Last week, a state judge ruled that the state had no right to stop the railroad from rebuilding track near Enright. The tourist railroad, which began in 2003 on a coastal portion of the Port of Tillamook Bay Railroad, had in 2011 started rebuilding a 25-mile portion of the mountainous section of the railroad that had been heavily damaged in winter 2007 storms. After completing restoration on 20 miles of track and in the midst of work in a heavily damaged section, the railroad received an order from the state in spring 2014 telling the company to stop work and seek permits to move fill dirt. At the time work was halted, the railroad was within a mile and a half of its goal of reaching Enright, where a runaround track and a water tank are located.

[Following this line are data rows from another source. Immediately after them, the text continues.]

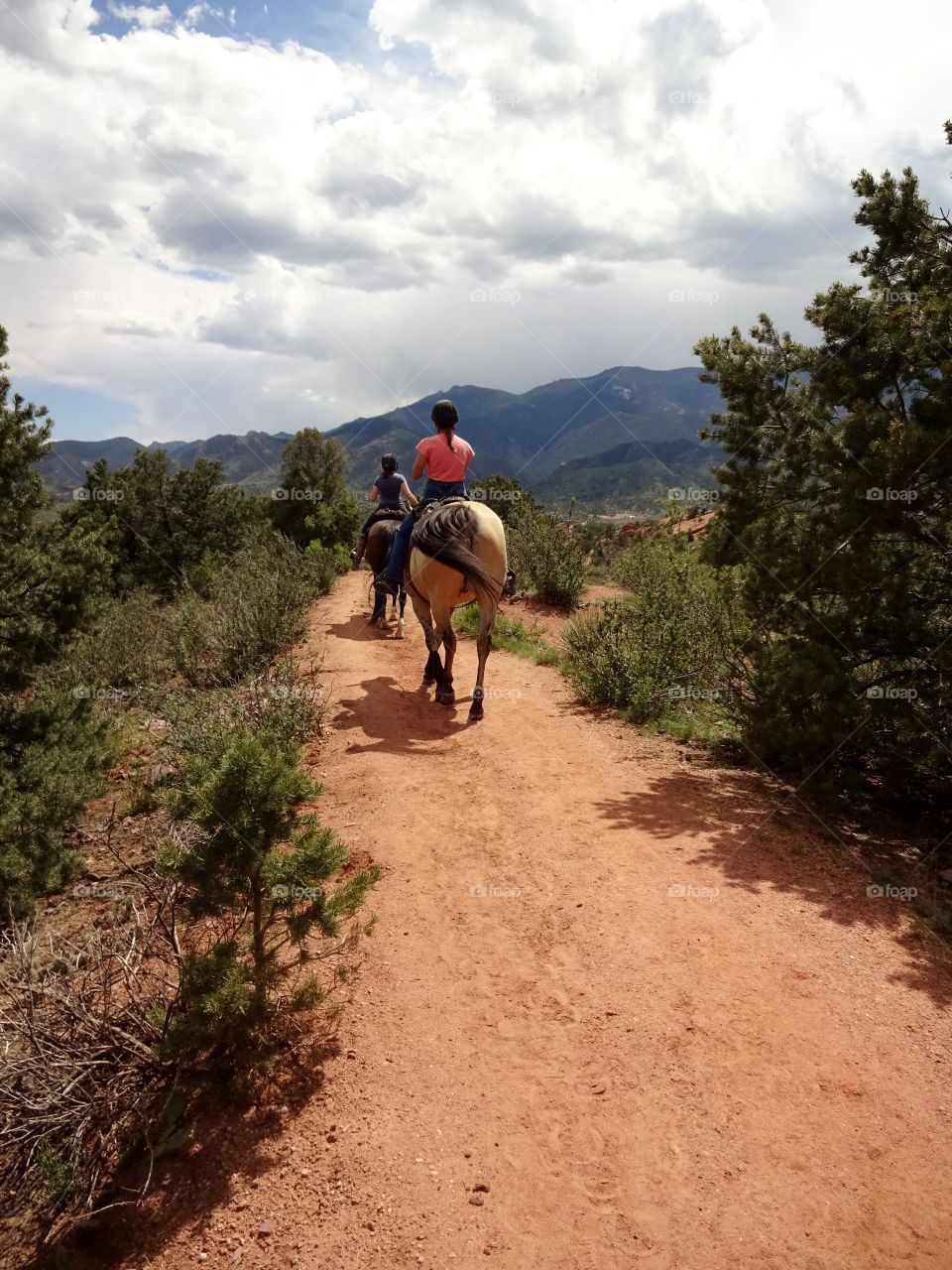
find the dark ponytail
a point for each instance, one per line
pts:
(445, 417)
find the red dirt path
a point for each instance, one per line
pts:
(661, 1030)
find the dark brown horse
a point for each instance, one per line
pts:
(380, 540)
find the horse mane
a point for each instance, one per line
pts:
(448, 534)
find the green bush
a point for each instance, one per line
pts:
(259, 876)
(543, 554)
(257, 606)
(61, 751)
(671, 643)
(508, 634)
(126, 649)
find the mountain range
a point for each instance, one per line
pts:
(615, 441)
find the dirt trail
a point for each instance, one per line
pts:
(662, 1030)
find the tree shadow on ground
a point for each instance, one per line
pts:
(760, 837)
(235, 1143)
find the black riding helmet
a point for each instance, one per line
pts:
(444, 414)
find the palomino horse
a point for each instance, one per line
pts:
(457, 556)
(380, 540)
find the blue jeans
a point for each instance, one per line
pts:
(402, 543)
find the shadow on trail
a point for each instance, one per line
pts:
(235, 1144)
(774, 842)
(398, 720)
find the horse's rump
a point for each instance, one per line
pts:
(447, 534)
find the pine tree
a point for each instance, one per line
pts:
(257, 875)
(51, 748)
(838, 506)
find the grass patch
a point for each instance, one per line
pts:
(509, 635)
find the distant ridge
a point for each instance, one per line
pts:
(619, 440)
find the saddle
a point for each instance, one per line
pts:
(389, 513)
(429, 506)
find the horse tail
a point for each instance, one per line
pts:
(448, 535)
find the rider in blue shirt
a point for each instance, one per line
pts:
(385, 493)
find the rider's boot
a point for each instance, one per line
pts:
(357, 554)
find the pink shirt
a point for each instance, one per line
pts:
(443, 462)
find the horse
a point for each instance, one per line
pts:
(380, 540)
(457, 554)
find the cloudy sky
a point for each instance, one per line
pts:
(270, 214)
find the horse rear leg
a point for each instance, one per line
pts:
(443, 622)
(402, 622)
(484, 643)
(433, 670)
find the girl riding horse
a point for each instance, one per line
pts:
(444, 458)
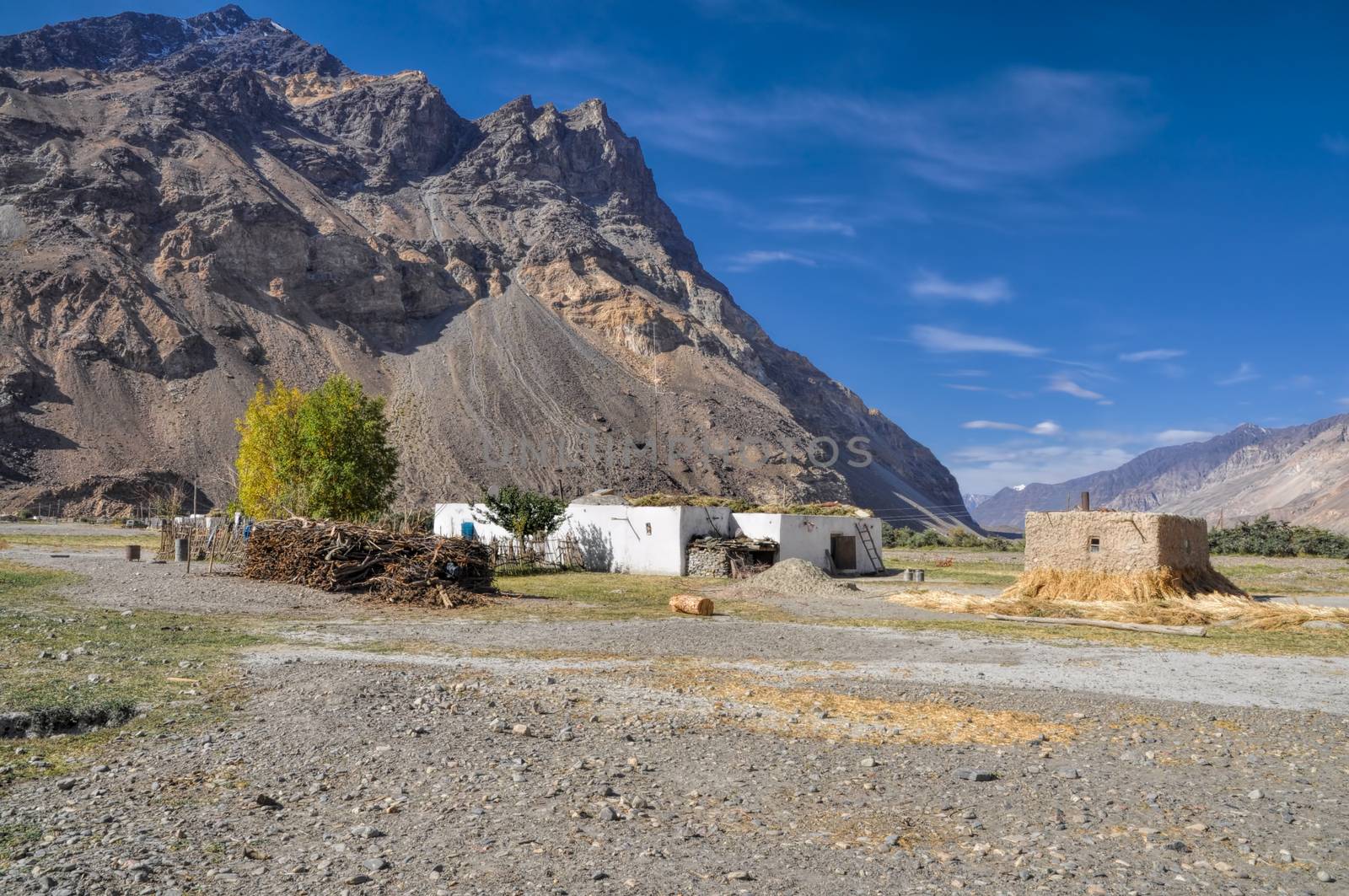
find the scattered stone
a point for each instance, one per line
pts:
(975, 775)
(366, 831)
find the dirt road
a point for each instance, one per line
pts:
(422, 754)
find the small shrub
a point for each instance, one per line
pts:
(1266, 537)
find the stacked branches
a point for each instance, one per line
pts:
(351, 559)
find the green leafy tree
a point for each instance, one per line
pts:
(348, 464)
(526, 514)
(324, 453)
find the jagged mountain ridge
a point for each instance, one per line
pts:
(193, 204)
(1299, 474)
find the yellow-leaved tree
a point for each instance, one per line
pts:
(324, 453)
(269, 463)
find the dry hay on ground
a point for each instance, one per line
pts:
(800, 711)
(793, 577)
(348, 557)
(1205, 609)
(1147, 586)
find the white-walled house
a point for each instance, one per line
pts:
(618, 537)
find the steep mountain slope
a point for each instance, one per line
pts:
(191, 206)
(1297, 473)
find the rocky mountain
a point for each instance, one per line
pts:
(191, 206)
(1299, 474)
(973, 501)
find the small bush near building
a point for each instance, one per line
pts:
(1266, 537)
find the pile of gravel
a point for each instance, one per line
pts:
(799, 579)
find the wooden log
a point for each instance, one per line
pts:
(1190, 630)
(691, 604)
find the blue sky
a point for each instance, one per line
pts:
(1042, 238)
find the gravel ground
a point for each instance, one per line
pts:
(695, 756)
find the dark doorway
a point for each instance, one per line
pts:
(843, 548)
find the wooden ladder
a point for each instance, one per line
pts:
(869, 543)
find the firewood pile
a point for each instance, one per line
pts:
(352, 559)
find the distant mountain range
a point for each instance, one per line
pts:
(973, 501)
(192, 206)
(1299, 474)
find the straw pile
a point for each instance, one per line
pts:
(1146, 586)
(1205, 609)
(352, 559)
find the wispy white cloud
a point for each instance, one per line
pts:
(1043, 428)
(1336, 145)
(1244, 373)
(791, 215)
(1072, 388)
(1180, 436)
(986, 469)
(1153, 354)
(938, 339)
(757, 258)
(1299, 382)
(985, 292)
(1024, 123)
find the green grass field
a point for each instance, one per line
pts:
(54, 649)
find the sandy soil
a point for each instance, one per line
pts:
(690, 754)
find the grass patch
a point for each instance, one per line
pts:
(13, 838)
(1292, 577)
(53, 649)
(609, 595)
(148, 540)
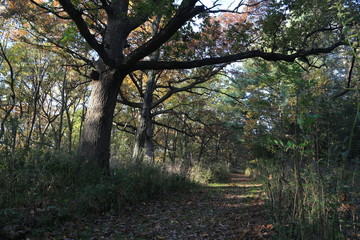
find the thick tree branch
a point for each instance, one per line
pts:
(75, 15)
(174, 90)
(186, 11)
(157, 65)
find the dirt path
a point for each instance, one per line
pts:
(219, 211)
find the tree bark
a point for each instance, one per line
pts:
(144, 145)
(96, 134)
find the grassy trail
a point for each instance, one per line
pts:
(219, 211)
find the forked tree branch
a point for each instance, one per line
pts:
(157, 65)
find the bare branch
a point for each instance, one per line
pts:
(157, 65)
(186, 11)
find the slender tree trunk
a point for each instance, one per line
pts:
(96, 134)
(144, 146)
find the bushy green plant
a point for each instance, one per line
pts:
(219, 172)
(49, 187)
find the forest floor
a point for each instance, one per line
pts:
(228, 211)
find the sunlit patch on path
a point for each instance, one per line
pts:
(228, 211)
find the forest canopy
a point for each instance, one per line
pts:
(97, 86)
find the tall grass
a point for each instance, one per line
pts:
(42, 189)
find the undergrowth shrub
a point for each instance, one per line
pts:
(50, 187)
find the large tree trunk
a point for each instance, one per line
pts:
(96, 134)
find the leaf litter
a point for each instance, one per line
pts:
(228, 211)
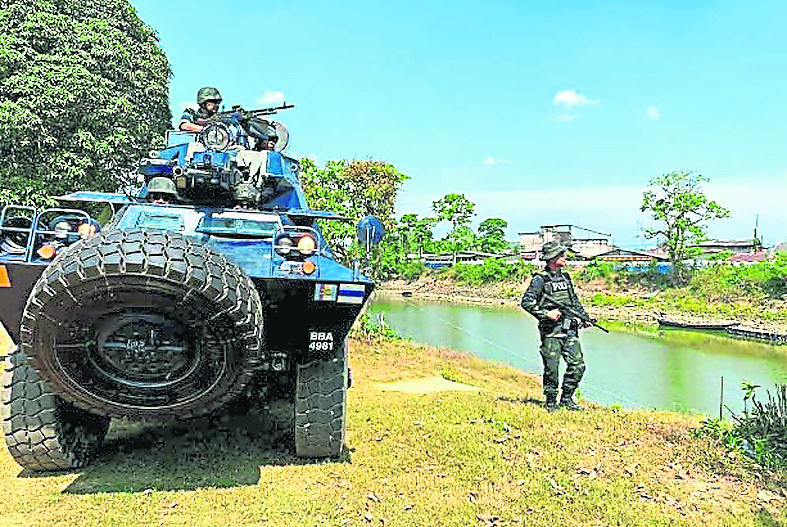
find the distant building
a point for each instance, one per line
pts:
(585, 246)
(746, 246)
(631, 256)
(437, 261)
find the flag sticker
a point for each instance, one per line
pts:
(351, 293)
(325, 292)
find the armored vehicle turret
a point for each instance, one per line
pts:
(213, 285)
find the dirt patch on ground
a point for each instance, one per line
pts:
(426, 385)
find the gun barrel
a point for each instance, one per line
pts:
(574, 312)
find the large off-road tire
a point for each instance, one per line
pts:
(321, 406)
(42, 431)
(144, 324)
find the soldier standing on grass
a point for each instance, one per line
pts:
(559, 331)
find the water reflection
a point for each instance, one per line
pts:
(675, 370)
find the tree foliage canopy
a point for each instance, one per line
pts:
(492, 235)
(83, 93)
(353, 189)
(681, 210)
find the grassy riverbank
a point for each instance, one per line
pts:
(488, 457)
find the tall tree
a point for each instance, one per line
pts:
(492, 235)
(416, 232)
(353, 189)
(457, 209)
(83, 94)
(681, 210)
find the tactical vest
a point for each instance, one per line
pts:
(558, 286)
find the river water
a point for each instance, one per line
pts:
(671, 370)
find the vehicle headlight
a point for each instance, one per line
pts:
(283, 245)
(307, 245)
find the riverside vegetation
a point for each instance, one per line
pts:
(490, 457)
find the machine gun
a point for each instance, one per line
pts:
(573, 312)
(239, 114)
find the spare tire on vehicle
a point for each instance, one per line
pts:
(141, 323)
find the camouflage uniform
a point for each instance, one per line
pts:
(559, 338)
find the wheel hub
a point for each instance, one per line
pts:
(143, 348)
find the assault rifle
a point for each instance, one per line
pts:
(574, 312)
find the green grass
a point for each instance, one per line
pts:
(450, 458)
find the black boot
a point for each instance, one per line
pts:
(567, 402)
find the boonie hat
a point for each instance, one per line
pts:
(552, 250)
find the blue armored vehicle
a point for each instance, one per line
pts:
(210, 288)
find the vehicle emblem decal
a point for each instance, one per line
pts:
(351, 293)
(326, 292)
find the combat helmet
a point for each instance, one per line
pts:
(552, 249)
(208, 93)
(162, 185)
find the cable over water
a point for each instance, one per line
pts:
(534, 365)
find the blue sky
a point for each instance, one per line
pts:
(539, 112)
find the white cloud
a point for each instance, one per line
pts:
(570, 98)
(566, 117)
(271, 98)
(489, 161)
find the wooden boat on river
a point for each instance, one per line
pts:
(706, 326)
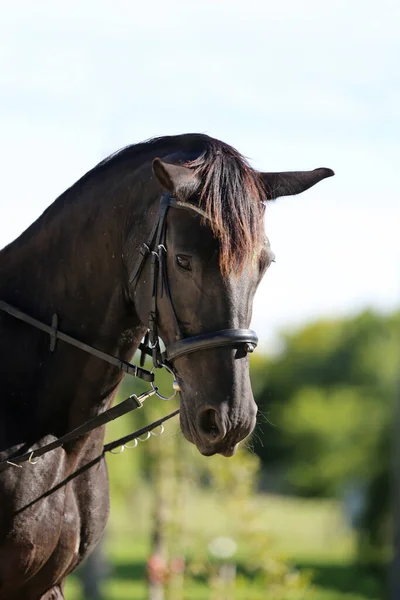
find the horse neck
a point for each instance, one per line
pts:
(70, 262)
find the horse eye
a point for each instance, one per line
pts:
(183, 262)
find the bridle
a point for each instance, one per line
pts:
(156, 249)
(245, 340)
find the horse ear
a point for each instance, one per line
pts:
(292, 182)
(174, 178)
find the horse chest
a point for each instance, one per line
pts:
(40, 544)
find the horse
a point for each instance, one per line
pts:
(165, 237)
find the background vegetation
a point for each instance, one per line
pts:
(302, 512)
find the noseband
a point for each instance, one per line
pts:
(245, 340)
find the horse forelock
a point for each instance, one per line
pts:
(232, 193)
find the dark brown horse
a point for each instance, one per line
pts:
(76, 261)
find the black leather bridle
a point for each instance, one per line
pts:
(243, 339)
(155, 248)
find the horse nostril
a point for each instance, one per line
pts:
(210, 424)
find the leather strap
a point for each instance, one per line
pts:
(128, 405)
(216, 339)
(55, 333)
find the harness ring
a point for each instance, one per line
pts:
(174, 385)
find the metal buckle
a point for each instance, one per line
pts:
(175, 384)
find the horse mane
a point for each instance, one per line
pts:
(230, 191)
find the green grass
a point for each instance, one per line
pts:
(310, 534)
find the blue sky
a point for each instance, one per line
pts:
(293, 85)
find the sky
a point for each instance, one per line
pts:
(292, 85)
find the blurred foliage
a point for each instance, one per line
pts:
(329, 395)
(329, 400)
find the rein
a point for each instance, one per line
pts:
(243, 339)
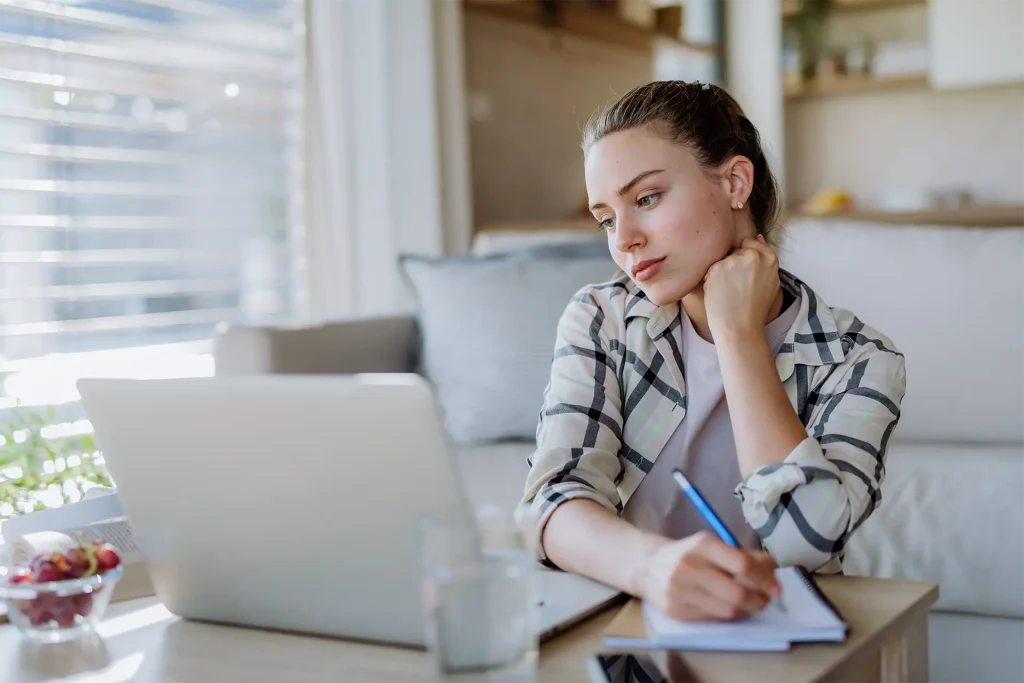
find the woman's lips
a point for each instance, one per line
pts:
(647, 269)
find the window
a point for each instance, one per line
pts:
(151, 184)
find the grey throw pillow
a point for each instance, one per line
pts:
(487, 329)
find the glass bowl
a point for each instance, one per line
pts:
(60, 610)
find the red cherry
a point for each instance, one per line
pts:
(80, 562)
(107, 558)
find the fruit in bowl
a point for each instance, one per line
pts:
(61, 596)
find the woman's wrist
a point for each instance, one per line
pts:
(732, 339)
(649, 544)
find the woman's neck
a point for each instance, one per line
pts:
(693, 306)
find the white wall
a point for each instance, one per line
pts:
(753, 40)
(388, 171)
(905, 142)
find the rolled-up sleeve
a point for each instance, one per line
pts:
(580, 431)
(806, 508)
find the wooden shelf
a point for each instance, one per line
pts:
(595, 25)
(980, 215)
(845, 85)
(793, 7)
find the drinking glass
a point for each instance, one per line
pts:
(479, 600)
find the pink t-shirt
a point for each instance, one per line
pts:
(702, 446)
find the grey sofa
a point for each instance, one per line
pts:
(951, 512)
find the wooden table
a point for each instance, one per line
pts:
(144, 643)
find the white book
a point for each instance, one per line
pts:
(807, 616)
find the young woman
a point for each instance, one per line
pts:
(705, 356)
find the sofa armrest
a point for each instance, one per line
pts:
(338, 347)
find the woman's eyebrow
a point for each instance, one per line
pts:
(629, 185)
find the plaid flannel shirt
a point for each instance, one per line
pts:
(616, 394)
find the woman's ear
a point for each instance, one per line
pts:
(738, 176)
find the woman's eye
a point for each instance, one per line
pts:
(648, 200)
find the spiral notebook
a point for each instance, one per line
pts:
(808, 616)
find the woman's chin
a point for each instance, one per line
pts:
(662, 293)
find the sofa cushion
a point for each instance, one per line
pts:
(487, 327)
(495, 474)
(948, 297)
(949, 514)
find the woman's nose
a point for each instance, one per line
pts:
(628, 236)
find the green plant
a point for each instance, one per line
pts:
(35, 469)
(811, 22)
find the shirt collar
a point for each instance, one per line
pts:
(813, 339)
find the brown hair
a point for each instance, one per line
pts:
(704, 118)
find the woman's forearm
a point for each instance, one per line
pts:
(765, 425)
(584, 538)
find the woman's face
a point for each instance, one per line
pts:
(668, 220)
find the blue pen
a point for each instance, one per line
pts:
(701, 505)
(713, 520)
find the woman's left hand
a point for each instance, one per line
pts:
(740, 289)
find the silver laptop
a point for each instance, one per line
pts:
(293, 502)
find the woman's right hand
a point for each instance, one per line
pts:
(701, 579)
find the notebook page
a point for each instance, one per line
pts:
(805, 617)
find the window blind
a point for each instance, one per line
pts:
(151, 184)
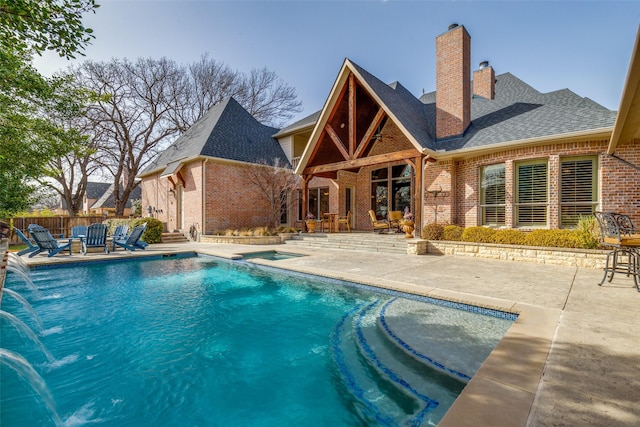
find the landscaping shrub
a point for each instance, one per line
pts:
(153, 232)
(553, 238)
(478, 234)
(432, 231)
(509, 237)
(588, 232)
(452, 233)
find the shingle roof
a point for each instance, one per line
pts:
(408, 110)
(310, 120)
(226, 131)
(520, 112)
(96, 189)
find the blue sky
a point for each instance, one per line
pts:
(584, 46)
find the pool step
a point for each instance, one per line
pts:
(375, 401)
(434, 390)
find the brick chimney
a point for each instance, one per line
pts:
(453, 82)
(484, 81)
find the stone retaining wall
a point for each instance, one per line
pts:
(557, 256)
(248, 240)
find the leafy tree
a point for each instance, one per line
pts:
(144, 105)
(28, 139)
(40, 25)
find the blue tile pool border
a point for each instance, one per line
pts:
(329, 280)
(500, 314)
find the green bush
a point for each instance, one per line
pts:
(509, 237)
(452, 233)
(478, 234)
(588, 232)
(432, 231)
(553, 238)
(153, 233)
(115, 222)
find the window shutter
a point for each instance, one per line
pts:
(532, 194)
(577, 189)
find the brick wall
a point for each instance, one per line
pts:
(619, 183)
(453, 82)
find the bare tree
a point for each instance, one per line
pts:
(261, 92)
(143, 106)
(267, 97)
(275, 183)
(132, 115)
(209, 82)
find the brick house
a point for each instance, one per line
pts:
(201, 178)
(482, 149)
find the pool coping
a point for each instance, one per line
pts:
(503, 390)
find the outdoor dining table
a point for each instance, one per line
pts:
(331, 219)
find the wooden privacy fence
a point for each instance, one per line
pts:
(57, 225)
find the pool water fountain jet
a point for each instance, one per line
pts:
(24, 369)
(22, 328)
(25, 278)
(15, 261)
(26, 305)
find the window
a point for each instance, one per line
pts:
(492, 195)
(578, 189)
(397, 178)
(318, 201)
(532, 193)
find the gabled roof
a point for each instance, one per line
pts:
(304, 123)
(96, 189)
(226, 131)
(399, 105)
(518, 114)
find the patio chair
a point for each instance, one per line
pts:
(394, 220)
(346, 220)
(46, 242)
(95, 237)
(377, 224)
(121, 232)
(624, 256)
(326, 221)
(132, 241)
(78, 230)
(31, 245)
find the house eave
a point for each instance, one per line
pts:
(592, 134)
(627, 122)
(293, 131)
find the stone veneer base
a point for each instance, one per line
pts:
(589, 258)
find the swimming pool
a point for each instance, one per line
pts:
(202, 341)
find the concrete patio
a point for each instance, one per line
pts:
(571, 359)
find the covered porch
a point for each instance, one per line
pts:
(360, 157)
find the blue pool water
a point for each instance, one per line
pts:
(205, 342)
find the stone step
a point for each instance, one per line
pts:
(364, 386)
(173, 237)
(369, 242)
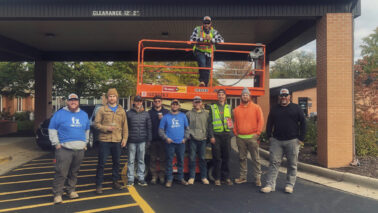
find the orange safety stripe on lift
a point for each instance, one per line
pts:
(188, 92)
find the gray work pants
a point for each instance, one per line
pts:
(289, 148)
(66, 168)
(249, 145)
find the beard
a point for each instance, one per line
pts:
(245, 101)
(73, 109)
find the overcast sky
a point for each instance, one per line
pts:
(364, 26)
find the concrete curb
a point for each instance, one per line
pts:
(5, 159)
(332, 174)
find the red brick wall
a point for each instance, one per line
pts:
(334, 89)
(309, 93)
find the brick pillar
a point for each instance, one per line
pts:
(43, 91)
(264, 101)
(334, 43)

The judge in the ruling said that the Interstate Commerce Commission Termination Act of 1995 gives exclusive jurisdiction to the Surface Transportation Board over all repair and restoration of railroads and that the State Of Oregon has no right to impose any state environmental or other state regulations on the railroad. The law has been upheld before, most notably in 1995 when Burlington Northern reopened the Stampede Pass line in Washington State.

“The United States Constitution gives Congress the right to preempt certain state laws in order to accomplish interstate commerce. Only the Federal government may regulate the construction and repair of railroads in the U.S.,” Oregon Coast Scenic attorney Martin E. Hansen tells Trains News Wire. “It was David and Goliath all over again, and this time David won.”

The state may try and appeal the State judge’s ruling, which will affect when construction will resume.

Oregon Coast Scenic operates a two-truck Heisler, No. 2, and former McCloud River Railway 2-6-2 No. 25.